ReplyDeleteThat’s exactly the “I don’t know what to think” part! I’m usually in favour of harm minimisation and when I first read criticisms that the baby hatch could encourage abandonment I scoffed. Japan is infamous for infanticide and the majority of murdered children and killed within 24 hours of birth. If the hatch provides an alternative, I thought, how can that be bad? What I didn’t realise at the time was how many other options there already were. There’s no penalty and no shaming to discharge yourself from hospital after birth and leave the baby behind. There’re no abandonment laws preventing parents from leaving a child at an orphanage and never coming back. There are NPOs offering adoptions at birth meaning there is no permanent record of the baby’s existence on the mother’s family register. So why is the hatch needed? It simply provides anonymity which disadvantages the child, and my guess is that anyone using it would otherwise have taken one of the existing routes rather than committing infanticide. After all, no matter how desperate, killing a baby is just not in the normal range of responses. I have no way of knowing for sure, but my hunch is that mental illness (not to stigmatize people with mental illnesses as baby killers, I mean something like postnatal psychosis) plays more of a role than anything else and consequently providing another rational alternative doesn’t necessarily help. If we look at the well-known phenomenon of locker killings, in which babies are locked in train station lockers and left to die, for example, there are clearly other options even for spur-of-the-moment abandonment. The locker could at the very least be left open, the baby could be left in a parked stroller or on a bench~ there are so many possibilities that it is hard to see how these murders could stem from a lack of options. So on the one hand I think all the hatch does is allow parents to hide their embarrassment by abandoning their babies anonymously instead of in person, at great cost to the child. On the other hand, if I’m wrong and even one baby were saved because of the hatch… Yeah. I don’t know.

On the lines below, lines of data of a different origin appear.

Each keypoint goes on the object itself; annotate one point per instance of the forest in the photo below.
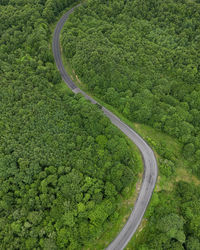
(63, 165)
(142, 58)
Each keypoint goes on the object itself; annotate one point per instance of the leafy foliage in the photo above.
(142, 57)
(58, 153)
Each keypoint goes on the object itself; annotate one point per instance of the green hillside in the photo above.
(63, 166)
(142, 59)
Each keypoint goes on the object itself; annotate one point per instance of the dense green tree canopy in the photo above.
(142, 57)
(61, 164)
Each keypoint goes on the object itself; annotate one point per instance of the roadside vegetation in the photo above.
(141, 58)
(65, 170)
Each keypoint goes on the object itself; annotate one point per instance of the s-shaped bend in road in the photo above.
(149, 160)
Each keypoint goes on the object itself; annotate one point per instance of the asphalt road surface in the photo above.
(149, 160)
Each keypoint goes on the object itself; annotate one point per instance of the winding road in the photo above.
(149, 160)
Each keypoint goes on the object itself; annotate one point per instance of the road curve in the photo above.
(149, 160)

DeleteJapanese law... Nothing but curses are forming to finish that sentence. Obviously the appropriate legal response to a child put in the adoption box is presumption of consent to adopt, after a limited waiting period of weeks (to account for second thoughts or custody-issues). Likewise with the children abandoned for long periods in orphanages by parents who do not relinquish their rights, though that waiting period could be limited to a year. The fact that neither of these has been solved shows how little Japanese society and its legal system can bring itself to care. Shameful.
ReplyDeleteAs a human being I find the disinterest of society at large in the plight of vulnerable children unconscionable. As someone who studied public policy back in the day, I find it outright bizarre that in the midst of a demographic crisis that already has past the point where Japan cannot continue to exist in its present form, the government still doesn’t act to protect children purely as an act of self-interest. It’s both shameful and stupid!